For South African businesses and public institutions, digitalisation is no longer about ambition but about effective implementation. As organisations grapple with modernising systems, improving service delivery and competing in a digital economy, Lithuania offers a practical model of how a small, agile European Union economy has aligned digital public services, regulatory clarity and highly skilled technical talent to drive both business growth and efficient government operations.

Lithuania’s experience, spanning e-government systems, fintech regulation and advanced technology adoption, offers insights directly relevant to South Africa’s own digital transformation. It demonstrates how technology can be leveraged to create economic opportunity, improve public services and support scalable, sustainable development.
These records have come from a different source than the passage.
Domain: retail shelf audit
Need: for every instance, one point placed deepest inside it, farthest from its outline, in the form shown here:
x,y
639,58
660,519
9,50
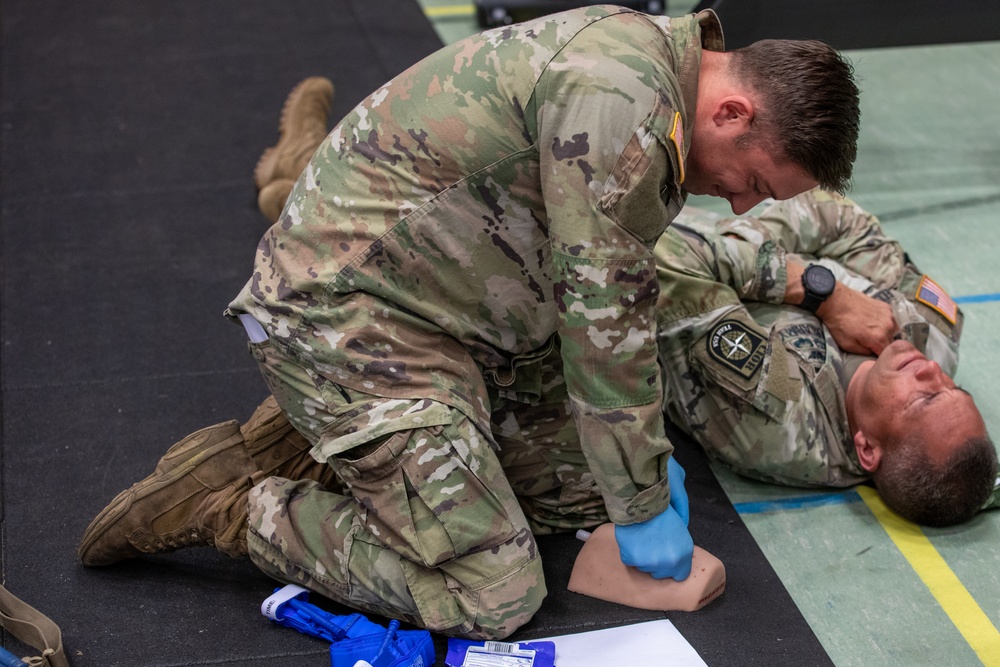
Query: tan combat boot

The geographic distance between South Africa and Lithuania may appear significant, yet the two countries share important values, including a commitment to democracy, a rules-based multilateral order and inclusive economic development. Both nations emerged from periods of political transition in the 1990s, shaping not only their political systems but also their approaches to reform and growth. Individuals of Lithuanian origin, including Joe Slovo and Albie Sachs, played influential roles in South Africa’s democratic journey, underscoring a shared history that continues to inform cooperation today.

Lithuania has since built a digital economy designed for speed, clarity and scale. With a population of just 2.9 million, public services are digital by default, companies can be registered in as little as one day and processes such as licensing, permitting and tax compliance are handled online. 

This efficiency and predictability have attracted global companies, including Nasdaq and Thermo Fisher Scientific, while positioning Lithuania as Europe’s leading fintech hub, with more than 280 licensed fintech firms serving over 30 million customers across the EU.

Innovation remains a central pillar of Lithuania’s competitiveness. Lithuanian engineers, researchers and designers are multilingual, digitally fluent and globally connected.